Kelimeler vücut bulduğunda tiyatro olur...
Tarihin kırılma noktalarını anlatan eserler genelde zamanın da durduğu ve
olayların örgüsü bütün zamanlara uyarlanacak gibidir. İnsan tepkisi, kriz koşullarında
bireyin savrulması, kaosun içinde çaresizlik ve çıkış yollarının aranmasının
zamanı yok gibidir. Birbirine benzer ya da anımsatan zamanlarda hep o geçmişin
duygusu yeniden canlanır, benzer tepkiler verilir olur. Bireyler değişmiştir
ama olayın akışı sanki aynı dere yatağından akan su gibidir.
İvan SergeyeviçTurgenyev, nihilizmin öznelinde tartıştığı ama bir geçiş ya da
kırılma anının romanı olan Babalar ve Oğullar Nesrin Kazankaya çevirisi ile
yine çevirenin uyarlaması ve yönetmesi ile sahnede kelimelerin vücut bulmuş
haline şahitlik ettim.
Romanın geçtiği dönem, köylülerin yaşamını olduğu gibi değiştirdiği bir
süreçtir, aynı zamanda yaşanan bir pandemi söz konusudur… Tam teşhis
konulamamış hastalık yüzünden ölen insanlar vardır. Geleneksel ilişkilerin
parçalanması, aristokrasinin hayal kırıklı ve geçmişe özlem bir aşk ile
simgeleştiği bir süreç. Yükselmekte olan burjuvazinin köy yaşamına etkisi de
üstü kapalı olarak sunulur. Romanda reformist akımla, radikal akımın
çatışmasından oluşan nihilizmi vurgular.
Bazarov, nihilizmi savunan bir tıp öğrencisidir. Okuduğu okulda dergi
çıkarmakta, o konuda donanımlıdır. İnanıyor ve inancına uygun geleneksel
ilişkilere karşı tepkiseldir. Başkaldırının ve burjuva yaşamının üstü kapalı
temsilcisidir. Burjuvazi feodal düzende oluşan tüm ilişikleri radikal biçimde
yıkarken yerine yeni yaşamında oluşturmuyor, zamanın içinde çelişkiler içinde
oluşumuna tanıklık ediyoruz. Çelişki, çatışmanın bir yansımasıdır.
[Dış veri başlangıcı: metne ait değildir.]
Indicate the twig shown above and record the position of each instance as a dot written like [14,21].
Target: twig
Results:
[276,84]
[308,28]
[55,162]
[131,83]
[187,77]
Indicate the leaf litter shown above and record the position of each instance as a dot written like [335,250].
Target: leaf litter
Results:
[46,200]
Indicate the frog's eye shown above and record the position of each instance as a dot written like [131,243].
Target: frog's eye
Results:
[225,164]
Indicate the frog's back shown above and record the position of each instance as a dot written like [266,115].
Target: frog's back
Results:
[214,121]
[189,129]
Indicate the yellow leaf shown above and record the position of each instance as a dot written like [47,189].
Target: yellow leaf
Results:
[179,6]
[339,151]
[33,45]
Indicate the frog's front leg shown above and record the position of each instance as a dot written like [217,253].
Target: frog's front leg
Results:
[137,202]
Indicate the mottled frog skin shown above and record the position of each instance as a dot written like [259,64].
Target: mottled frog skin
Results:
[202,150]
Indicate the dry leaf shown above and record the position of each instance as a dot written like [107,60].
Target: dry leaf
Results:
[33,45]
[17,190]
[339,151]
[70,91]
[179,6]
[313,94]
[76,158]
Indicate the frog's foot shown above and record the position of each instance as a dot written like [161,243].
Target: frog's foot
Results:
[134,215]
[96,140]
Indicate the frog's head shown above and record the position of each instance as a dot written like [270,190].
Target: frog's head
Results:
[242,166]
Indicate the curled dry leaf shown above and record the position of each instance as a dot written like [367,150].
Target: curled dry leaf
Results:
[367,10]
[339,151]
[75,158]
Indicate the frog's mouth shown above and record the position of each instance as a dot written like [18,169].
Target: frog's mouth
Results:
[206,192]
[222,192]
Barış
Yalçınsoy bu çatışmayı o kadar güzel bir şekilde yaşıyor ki, gerek mimikleri,
gerek davranışı, tepkisel duruşunu vücudunun diline yansıttığını görüyoruz…
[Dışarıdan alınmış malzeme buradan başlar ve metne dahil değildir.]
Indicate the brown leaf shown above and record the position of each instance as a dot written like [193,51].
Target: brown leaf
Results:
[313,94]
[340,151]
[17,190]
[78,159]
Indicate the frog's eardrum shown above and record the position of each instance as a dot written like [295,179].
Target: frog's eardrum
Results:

Gerginlik, geçmişten gelen alışkanlıklar, babasının mesleğini devam ettirecek
olan tıbbı eğitimi, evinden uzakta yaşadığı üç yıl ve şehir yaşamının yani
burjuvazinin hakim olduğu şehirden köye bakışı ve o küçümsemesi oyun içinde
mükemmel olarak yaşatıyor.
Bazarov’un yol arkadaşı, köyünde ağırlayan Arkadiy ise arkadaşından etkilenmiş
ama onun kadar tepkisel değildir, hala feodal sistemin izlerini üzerinde
taşırken, geleneklere karşı saygılıdır. Onu yıkmak yerine olduğu gibi kabul
etmiştir, arkadaşının yanında tepkisel olarak vücut dilini kullanırken, aslında
duygusal olarak kopamadığı mahcubiyeti yaşamaktadır. Doruk Akçiçek bu rolü o
kadar rahat içselleştirmiş ki, her anında, o zamanın yok olduğu, genç bir
erkeğin eş arayışı, karşı cinse duyduğu ilginin o geleneksel duruşu yansıtması
ile romanın içinden çıkan kelimeler vücut bulduğunu görmekteyiz…
Nikolay Kirsanov, feodal dönemi temsil eden babadır. Değişim köylüler ile olan
ilişkinin bozulması ve köylülerden beklentisinin yerine getirmemesinden
kaynaklanan ekonomik kriz yaşamıştır. Eşi ölmüştür ama yanında yaşayan genç bir
kadın ile ilişkiye geçmiş ve ondan bebeği olmuştur. Oğlundan bu durumu saklamıştır,
köye döndüğünde uygun bir dil ile durumu anlatmayı isteyen mahcup bir babadır.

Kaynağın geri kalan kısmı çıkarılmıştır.